Upon hearing of the situation in Southeast Asia, Komar & Melamid began their first collaboration with an elephant, Renee, at the Toledo Zoo in Ohio in 1995. It was here that Komar & Melamid first developed their method of teaching elephants to paint. Elephants in United States zoos have been painting successfully for two decades. One such painting pachyderm at the Phoenix Zoo named Ruby generated more than $100,000 for the zoo in a single year. After working with elephants in States, Komar & Melamid then introduced the idea of teaching elephants how to paint to Asia and two years later founded the Asian Elephant Art & Conservation Project.
Komar & Melamid first traveled to Thailand in 1998 and worked with elephants in Lampang, Ayutthaya, Surin, and Phuket. Later that year they gave their first lecture about their elephant art project at the Getty Research Institute in Los Angeles, California. In November 1998, Komar & Melamid opened the world’s first elephant art academy in Lampang. To celebrate this event, the Hilton International Hotel in Bangkok hosted the AEACP’s first exhibition of elephant art.
In June 1999, Komar & Melamid were asked to represent Russia at the prestigious Venice Biennial and the duo included works by elephant artists Juthanam, Phitsamai, and Nam Chok – a historic first for elephant artists.

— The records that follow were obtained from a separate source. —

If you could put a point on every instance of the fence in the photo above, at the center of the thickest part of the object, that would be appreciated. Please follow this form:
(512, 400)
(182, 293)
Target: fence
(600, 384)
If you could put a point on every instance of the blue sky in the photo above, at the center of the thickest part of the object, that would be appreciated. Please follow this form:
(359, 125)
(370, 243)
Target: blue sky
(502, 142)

In August 1999, the AEACP established another colony of painting elephants near Ubud in Bali, Indonesia. In conjunction with the Mimi Ferzt Gallery in New York, a selection of elephant paintings created during this period was exhibited at the millennium art show at the Four Seasons in Bali.
In March 2000, a Christie’s Auction of elephant art held in New York raised a staggering $75,000 for elephant conservation. One painting was purchased by a collector for $2200.

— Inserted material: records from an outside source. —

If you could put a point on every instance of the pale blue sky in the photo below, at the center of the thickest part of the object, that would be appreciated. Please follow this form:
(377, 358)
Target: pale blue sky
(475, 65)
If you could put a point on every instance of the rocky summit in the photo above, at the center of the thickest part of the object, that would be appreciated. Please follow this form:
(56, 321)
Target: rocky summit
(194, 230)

In 2001, the Sydney Museum of Contemporary Art in Australia raised $27,000 and saw over 42,000 visitors come through its doors for the largest exhibition of elephant art to date.

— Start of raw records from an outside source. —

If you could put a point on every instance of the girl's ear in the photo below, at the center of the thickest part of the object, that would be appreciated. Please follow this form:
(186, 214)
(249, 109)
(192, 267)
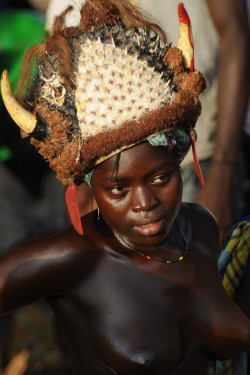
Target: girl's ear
(72, 205)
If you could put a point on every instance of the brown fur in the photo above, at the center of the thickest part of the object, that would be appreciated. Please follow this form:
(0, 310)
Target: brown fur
(66, 153)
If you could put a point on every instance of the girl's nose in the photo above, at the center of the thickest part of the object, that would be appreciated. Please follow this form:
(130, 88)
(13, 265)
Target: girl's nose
(144, 199)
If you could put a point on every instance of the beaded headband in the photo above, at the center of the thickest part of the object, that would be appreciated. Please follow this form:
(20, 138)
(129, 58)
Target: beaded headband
(105, 86)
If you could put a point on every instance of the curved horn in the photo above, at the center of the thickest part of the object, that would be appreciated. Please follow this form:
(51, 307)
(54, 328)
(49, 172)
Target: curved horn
(185, 42)
(23, 118)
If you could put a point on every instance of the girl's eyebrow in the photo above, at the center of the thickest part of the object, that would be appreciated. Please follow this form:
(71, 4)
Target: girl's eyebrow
(153, 171)
(157, 169)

In the summer of 2002, the AEACP wrapped up another exhibition and online auction of elephant art at the Berkeley Museum of Art in California, which raised an additional $20,000 for this important cause.
The winter of 2002/2003, the AEACP established the first Cambodian elephant art center at the Tamao Wildlife Rescue Center in Phnom Penh, as well as two new centers in Thailand and two in Indonesia, one of which is located on the grounds of the magnificent Borobudur Temple in Central Java.
2003 brought the AEACP and elephant art to the shores of Japan. The Kawamura Memorial Museum of Art just outside of Tokyo held the country’s first exhibition of elephant art, even bringing in a Thai elephant for the opening ceremonies. The exhibition was an amazing success, bringing much media attention to the museum. Since the close of the exhibition, two smaller gallery exhibits of elephant art have taken place in and near Tokyo.
The AEACP has received attention and support from around the globe. Komar & Melamid’s work with elephants has been featured in the New York Times, The Wall Street Journal, The Nation and Esquire, as well as featured on CBS Sunday Morning, the Lehrer NewsHour, and a substantial segment on 60 Minutes.